La perplejidad va en aumento a medida que les ven entrar. Por la ropa y el color de la piel es evidente que son chavales de la periferia. ¿Qué estarán tramando? No llegan a hacer esta pregunta, pero se lee en su cara. A los diez minutos, una de las responsables se acerca a Alessandra y sus amigos, y pregunta: «¿Pero quiénes sois? ¿De dónde venís? ¿De dónde sacáis a estos jóvenes? Pero sobre todo, ¿por qué lo hacéis?». Después de algunas rápidas explicaciones, Alessandra les pregunta: «¿Normalmente preguntáis todas estas cosas?». «No. Lo pregunto porque se os ve a todos felices. Yo trabajo con adolescentes y nunca les veo contentos. En el museo tenemos muchos instrumentos a disposición de las diversas actividades, incluso los cambiamos cada cinco semanas, pero parece que ninguno de ellos les atrae, siempre los veo apagados. Ahora veo chavales que sonríen y que tienen una familiaridad impresionante con vosotros, los adultos». Cuando llega la hora de irse, se acerca al grupo: «Esta es mi dirección de email. Podéis volver cuando queráis».

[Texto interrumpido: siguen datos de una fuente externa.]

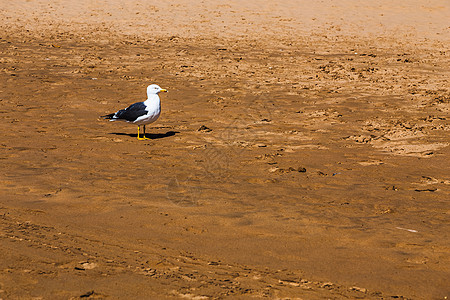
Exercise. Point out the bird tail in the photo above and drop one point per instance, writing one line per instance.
(109, 117)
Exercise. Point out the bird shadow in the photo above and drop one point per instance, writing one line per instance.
(149, 135)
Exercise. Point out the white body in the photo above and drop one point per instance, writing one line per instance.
(153, 109)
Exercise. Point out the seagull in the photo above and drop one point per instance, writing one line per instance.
(141, 113)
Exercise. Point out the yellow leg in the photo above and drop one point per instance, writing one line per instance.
(146, 138)
(141, 138)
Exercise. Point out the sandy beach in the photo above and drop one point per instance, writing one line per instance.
(302, 150)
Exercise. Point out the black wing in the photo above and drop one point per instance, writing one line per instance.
(132, 112)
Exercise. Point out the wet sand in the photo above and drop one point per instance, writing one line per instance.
(302, 151)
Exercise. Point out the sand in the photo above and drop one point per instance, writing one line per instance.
(302, 151)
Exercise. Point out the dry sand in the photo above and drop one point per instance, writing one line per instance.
(320, 170)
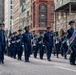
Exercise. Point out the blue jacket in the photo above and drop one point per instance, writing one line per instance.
(2, 38)
(27, 38)
(19, 40)
(48, 38)
(70, 32)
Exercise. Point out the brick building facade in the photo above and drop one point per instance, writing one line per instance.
(42, 14)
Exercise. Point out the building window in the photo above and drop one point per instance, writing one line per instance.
(52, 15)
(52, 23)
(27, 13)
(10, 7)
(52, 7)
(11, 1)
(42, 15)
(43, 8)
(34, 15)
(10, 17)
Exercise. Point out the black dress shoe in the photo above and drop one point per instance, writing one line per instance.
(49, 59)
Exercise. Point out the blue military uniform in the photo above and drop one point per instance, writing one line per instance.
(14, 45)
(64, 45)
(27, 45)
(2, 45)
(57, 46)
(35, 46)
(19, 46)
(41, 46)
(48, 39)
(11, 46)
(73, 46)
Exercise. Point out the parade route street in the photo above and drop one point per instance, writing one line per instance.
(37, 67)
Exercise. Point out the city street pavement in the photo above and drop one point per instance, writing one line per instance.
(58, 66)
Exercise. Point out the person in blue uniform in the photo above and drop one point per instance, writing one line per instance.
(35, 45)
(48, 39)
(2, 43)
(19, 44)
(70, 32)
(14, 44)
(27, 43)
(57, 45)
(11, 45)
(41, 45)
(64, 44)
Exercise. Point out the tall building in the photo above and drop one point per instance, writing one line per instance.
(2, 11)
(64, 12)
(25, 13)
(9, 15)
(42, 15)
(16, 14)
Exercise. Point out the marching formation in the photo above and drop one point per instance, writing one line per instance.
(48, 42)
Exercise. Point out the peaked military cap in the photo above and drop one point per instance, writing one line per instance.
(19, 30)
(48, 27)
(71, 22)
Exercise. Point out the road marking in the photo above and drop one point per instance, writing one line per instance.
(65, 68)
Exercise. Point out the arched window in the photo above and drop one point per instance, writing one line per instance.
(42, 15)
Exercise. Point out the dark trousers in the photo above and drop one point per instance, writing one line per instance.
(14, 52)
(42, 48)
(27, 52)
(49, 52)
(35, 50)
(65, 49)
(2, 53)
(57, 50)
(73, 55)
(19, 52)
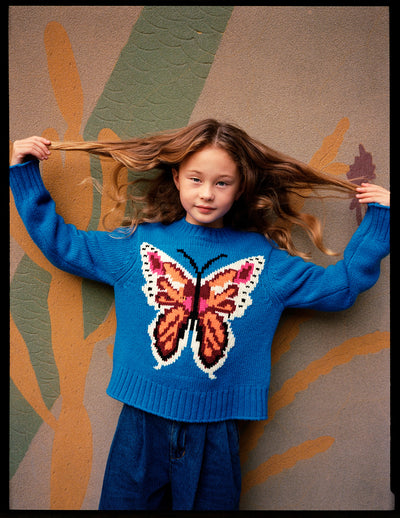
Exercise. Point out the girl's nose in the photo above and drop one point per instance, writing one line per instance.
(207, 194)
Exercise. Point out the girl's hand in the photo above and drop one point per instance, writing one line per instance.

A mediados de octubre, en el teléfono de Alessandra apareció una cadena de WhatsApp de los chicos de la asociación. Todos hacían la misma pregunta: «¿Cuándo se hace la recogida de alimentos?». El año anterior se la propusieron y ellos se desplegaron por el supermercado bloqueando literalmente el paso de los clientes para “invitarles” calurosamente a participar. «Las familias de algunos de ellos son beneficiarias del Banco, pero ellos no lo saben. Ellos solo guardan en su memoria que aquella fue una jornada muy especial». Un año después, ¡se acordaban de que fue el último fin de semana de noviembre!

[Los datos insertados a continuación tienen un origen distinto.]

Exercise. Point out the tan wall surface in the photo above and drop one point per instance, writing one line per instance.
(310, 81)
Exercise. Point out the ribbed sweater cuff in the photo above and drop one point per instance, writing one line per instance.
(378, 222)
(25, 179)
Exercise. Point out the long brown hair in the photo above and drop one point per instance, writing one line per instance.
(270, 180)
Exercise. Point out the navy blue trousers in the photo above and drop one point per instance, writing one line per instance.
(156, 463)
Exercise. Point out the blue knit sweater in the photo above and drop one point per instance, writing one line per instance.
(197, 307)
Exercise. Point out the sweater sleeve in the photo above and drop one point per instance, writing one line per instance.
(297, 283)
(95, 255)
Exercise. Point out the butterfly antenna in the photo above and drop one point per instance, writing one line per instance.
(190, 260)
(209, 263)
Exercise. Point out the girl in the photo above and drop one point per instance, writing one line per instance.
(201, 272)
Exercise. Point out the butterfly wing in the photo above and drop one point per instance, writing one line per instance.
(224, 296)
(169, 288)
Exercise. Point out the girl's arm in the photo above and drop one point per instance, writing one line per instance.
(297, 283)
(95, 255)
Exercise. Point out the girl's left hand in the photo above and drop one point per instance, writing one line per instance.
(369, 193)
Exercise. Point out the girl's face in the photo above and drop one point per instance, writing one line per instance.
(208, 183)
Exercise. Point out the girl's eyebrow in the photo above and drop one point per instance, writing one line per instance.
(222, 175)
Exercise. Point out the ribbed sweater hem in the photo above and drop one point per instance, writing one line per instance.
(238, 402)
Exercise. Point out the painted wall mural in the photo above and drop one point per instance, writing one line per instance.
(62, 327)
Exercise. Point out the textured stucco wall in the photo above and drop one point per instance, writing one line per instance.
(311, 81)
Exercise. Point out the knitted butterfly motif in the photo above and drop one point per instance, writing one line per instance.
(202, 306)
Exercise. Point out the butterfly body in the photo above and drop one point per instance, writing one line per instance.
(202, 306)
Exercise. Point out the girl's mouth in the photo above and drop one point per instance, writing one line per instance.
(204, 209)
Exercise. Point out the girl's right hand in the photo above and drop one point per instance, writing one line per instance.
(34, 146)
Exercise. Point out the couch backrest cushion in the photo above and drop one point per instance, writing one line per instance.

Así que a primeros de diciembre se juntaron para recoger alimentos. Fue un sábado de fuego en París por las manifestaciones contra el encarecimiento del combustible. El supermercado estaba justo detrás del Arco del Triunfo, uno de los lugares de protesta. En un momento dado, los chicos se encontraron al lado de los policías que protegían los escaparates del asalto de los chalecos amarillos. Pero al terminar la jornada, lo que quedaba no era tanto el humo de los gases lacrimógenos ni el miedo que habían sentido. Nahomia, con los ojos bañados en lágrimas, le dijo a Alessandra. «Ha entrado un vagabundo con una pinta tan “pobre” que no me he atrevido a invitarle a donar. Él me ha pedido la bolsa y se la he dado, pensando que era para hacer su compra, porque me daba pena. En cambio, luego ha vuelto y me la ha dado llena, diciéndome: “Toma, para vosotros”. ¿Te das cuenta, Alessandra? ¡Me ha dado todo lo que tenía!».